If you’ve been in touch with Kind, you will have a link to our morning virtual stand-up. Anybody can just drop in on those sessions, where we cover what’s next to do, and help route people to the best place to get started, depending on their own experience and interests.
Beyond the stand-up, our dynamic team for the day will just coordinate how they might want to get started. Do you want to pair-program on something, perhaps at 2pm? Do you just want to explore the code yourself for a bit and maybe pop back in tomorrow? Does everybody want to have a mobbing session?
Our distributed, dynamic, objective-based labs should provide a good taste of what working as part of an agile delivery team is really lke.
We keep track of our work on tickets, document the state of the project on wikis and readme files like these, and have fun helping and learning from each other.
As people make progress on their work, they will be using git to commit their changes and push them up to their forked repositories. If that’s code that they want to contribute back to Kind’s main repo, then you can open a pull request where the work is reviewed. If that work leaves the repo in a better state, then it will be accepted, and not only will you have contributed to move things forward on a real project, but you will have a public record of your work you can reference and talk about in your own career, or even use in your own projects.
All of our code is open-source and under the Apache 2.0 license.
Working on the code
Once you have your own free github account set up, you’ll be able to “fork” the relevant repositories (or”repos”), depending on what lab or part of a lab you’re working on:
You will be able to then “clone” your forked copy locally on your computer.
This may seem like a lot of steps just do download a copy of some code. The reason git works like this becomes clear when you start working collaboratively as part of a team, and everybody needs to understand and coordinate their changes.
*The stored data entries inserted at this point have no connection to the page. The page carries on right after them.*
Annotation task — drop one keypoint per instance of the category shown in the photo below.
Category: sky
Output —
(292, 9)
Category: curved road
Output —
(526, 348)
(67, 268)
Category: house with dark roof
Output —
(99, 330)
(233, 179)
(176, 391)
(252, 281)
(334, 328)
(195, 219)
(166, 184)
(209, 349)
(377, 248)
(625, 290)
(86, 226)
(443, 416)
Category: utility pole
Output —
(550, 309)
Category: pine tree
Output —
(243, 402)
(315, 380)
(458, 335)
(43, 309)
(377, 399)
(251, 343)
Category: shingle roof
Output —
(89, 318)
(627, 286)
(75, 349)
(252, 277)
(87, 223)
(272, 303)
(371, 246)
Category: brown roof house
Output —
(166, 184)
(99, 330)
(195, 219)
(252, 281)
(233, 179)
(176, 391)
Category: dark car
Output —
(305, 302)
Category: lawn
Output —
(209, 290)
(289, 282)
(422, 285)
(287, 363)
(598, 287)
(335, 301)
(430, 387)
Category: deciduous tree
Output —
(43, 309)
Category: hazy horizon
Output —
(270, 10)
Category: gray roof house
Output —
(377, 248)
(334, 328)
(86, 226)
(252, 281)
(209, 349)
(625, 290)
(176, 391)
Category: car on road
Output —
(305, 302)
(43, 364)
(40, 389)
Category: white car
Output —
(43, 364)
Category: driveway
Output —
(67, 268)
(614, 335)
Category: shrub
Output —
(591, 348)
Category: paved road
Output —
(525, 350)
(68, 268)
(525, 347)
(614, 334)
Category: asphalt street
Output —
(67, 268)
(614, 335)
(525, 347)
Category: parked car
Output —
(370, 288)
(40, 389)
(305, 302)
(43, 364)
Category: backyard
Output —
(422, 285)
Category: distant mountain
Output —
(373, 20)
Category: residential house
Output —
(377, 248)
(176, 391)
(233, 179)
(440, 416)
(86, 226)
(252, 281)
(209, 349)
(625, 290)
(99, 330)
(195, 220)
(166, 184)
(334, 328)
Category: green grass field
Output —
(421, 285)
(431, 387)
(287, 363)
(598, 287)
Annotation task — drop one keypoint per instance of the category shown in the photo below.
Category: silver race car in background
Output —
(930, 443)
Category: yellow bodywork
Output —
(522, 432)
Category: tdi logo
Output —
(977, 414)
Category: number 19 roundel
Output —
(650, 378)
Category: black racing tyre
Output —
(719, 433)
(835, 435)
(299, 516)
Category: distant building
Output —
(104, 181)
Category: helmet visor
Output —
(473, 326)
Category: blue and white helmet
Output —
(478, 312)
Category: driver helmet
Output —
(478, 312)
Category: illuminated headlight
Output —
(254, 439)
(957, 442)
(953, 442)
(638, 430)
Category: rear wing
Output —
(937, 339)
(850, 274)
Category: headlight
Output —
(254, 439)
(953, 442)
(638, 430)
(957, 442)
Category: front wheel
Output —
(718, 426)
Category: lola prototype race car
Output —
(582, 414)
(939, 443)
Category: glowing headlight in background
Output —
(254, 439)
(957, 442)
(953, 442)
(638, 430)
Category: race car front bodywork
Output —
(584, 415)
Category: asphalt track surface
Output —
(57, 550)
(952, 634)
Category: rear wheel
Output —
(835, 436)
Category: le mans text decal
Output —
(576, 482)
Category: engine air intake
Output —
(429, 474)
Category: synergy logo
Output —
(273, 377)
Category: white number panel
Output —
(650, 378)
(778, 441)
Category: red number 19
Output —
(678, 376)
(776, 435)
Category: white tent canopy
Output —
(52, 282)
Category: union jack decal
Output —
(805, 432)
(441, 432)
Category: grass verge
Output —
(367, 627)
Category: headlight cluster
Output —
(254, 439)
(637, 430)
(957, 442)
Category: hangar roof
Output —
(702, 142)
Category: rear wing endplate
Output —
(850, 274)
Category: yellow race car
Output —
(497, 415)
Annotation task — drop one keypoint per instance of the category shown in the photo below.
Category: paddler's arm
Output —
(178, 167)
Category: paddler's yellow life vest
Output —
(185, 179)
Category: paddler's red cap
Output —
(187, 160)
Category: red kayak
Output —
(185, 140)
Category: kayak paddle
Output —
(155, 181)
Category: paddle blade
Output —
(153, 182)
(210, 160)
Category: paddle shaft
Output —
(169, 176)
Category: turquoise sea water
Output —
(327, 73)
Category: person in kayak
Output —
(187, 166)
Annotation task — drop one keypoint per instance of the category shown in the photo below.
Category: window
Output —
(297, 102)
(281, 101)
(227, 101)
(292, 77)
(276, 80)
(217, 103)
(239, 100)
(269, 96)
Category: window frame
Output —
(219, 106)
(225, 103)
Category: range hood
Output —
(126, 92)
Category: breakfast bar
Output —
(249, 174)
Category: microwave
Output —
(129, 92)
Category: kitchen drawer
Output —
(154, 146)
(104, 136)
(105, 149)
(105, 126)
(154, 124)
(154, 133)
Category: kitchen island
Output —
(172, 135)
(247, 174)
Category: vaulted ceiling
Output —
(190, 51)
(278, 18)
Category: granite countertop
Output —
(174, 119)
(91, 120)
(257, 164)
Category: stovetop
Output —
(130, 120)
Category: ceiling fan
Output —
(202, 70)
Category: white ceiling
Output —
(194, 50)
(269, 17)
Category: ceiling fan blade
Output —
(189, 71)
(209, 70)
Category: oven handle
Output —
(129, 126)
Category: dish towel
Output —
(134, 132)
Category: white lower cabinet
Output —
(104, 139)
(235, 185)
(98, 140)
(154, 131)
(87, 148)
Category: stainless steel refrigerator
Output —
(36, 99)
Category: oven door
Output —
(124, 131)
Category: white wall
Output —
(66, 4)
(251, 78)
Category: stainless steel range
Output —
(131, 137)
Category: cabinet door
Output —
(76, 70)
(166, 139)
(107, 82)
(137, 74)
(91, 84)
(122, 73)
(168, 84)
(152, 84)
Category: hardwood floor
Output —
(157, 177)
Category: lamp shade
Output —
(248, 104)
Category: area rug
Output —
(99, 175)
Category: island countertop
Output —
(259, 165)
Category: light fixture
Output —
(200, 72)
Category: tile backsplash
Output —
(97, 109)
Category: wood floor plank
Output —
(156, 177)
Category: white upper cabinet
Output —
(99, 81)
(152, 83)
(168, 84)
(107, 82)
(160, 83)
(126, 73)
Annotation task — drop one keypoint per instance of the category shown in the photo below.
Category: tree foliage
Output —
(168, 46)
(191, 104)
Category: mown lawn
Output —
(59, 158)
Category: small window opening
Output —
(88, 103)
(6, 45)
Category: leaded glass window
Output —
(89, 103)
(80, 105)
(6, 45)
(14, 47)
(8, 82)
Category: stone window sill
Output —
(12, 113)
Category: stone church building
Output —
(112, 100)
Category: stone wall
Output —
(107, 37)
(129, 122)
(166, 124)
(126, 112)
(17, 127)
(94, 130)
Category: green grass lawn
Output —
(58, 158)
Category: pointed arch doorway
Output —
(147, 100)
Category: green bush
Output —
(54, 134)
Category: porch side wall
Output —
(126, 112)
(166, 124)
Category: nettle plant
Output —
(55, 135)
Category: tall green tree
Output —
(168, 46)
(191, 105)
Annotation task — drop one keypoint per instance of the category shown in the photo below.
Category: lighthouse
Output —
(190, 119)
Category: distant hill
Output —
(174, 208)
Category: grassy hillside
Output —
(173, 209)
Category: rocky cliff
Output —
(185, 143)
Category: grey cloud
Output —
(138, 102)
This how nearly all modern software development works, and a big reason why collaborating on one of our labs offers practical benefit in addition to your own individual portfolio work.
Have fun building things together!
Larners can often best learn from each other. People who have just learned a concept can be best placed to speak in the language other learners understand. There are also more seasoned collaborators who offer a wealth of experience and diversity, so collectively we should be up to make the results even better!